The British were not the only brigands on the high seas however. The record of then 14-year-old Cornelius Marchant laconically testifies to the harrowing exploits of ships leaving local harbors, as well as to the incredible distances such adventures would cover:

“We put for Edgartown harbor to obtain a complement of men and officers: thence in a few days she departed and proceeded on her cruise.

“About the last of April 1777, we arrived at the Islands of Deloss on the coast of Africa, where we destroyed a large storehouse belonging to the English. Also a little lower down the coast captured two ships, one laden with goods, the other with a cargo of slaves which were sent to Marinica where they safely arrived.

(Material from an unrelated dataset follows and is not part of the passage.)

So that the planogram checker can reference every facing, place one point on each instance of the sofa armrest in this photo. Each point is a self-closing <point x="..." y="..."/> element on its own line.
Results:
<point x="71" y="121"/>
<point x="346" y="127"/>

“In the same Cruise captured a large brig laden with ivory and dye woods and sent her to the united States, where, within thirty leagues of Halifax we captured the ship John J. Leith, a large transport richly laden with supplies for the British army at New York . . . During this same cruise we captured three ships, two brigs and one schooner, all of which safely arrived at the ports for which we sent them.”

On the home front William Jernegan of Edgartown, in quelling the residual bloodlust leftover from Grey’s Raid the previous year found himself under attack — much to his surprise — from a fellow citizen, as he recalled in his autobiography:

“In the year 1779 a fleet of British ships anchored in our harbour at Edgartown. Some of our people were then anxious to fire on them with their small arms. I used this influence with the people, not to fire on them, if we did we should have our houses burned. At that time they did us but little damage and soon went off with themselves. The next day, after they were gone, John Kindrick, meeting me on the street, said to me, ‘I have a good mind to beat out your brains out.’ I answered him, ‘For what cause or reason have you to beat out my brains out?’ Kindrick said, ‘Damn you, if it hadn’t been for you I could have had my house burned and then I could have had more than a thousand dollars for it, and now I can not get five hundred dollars for it, and I have lost more than five hundred dollars by you.”

While the memory of Grey’s Raid has faded, the independence and isolation of the Island has not. It is a place still very much populated by people, as described in Edgartown’s 1775 petition to the General Court, “very fond of preserving their liberties,” although hopefully it has become less so a place for people as easily inclined to “beat out” each other’s brains.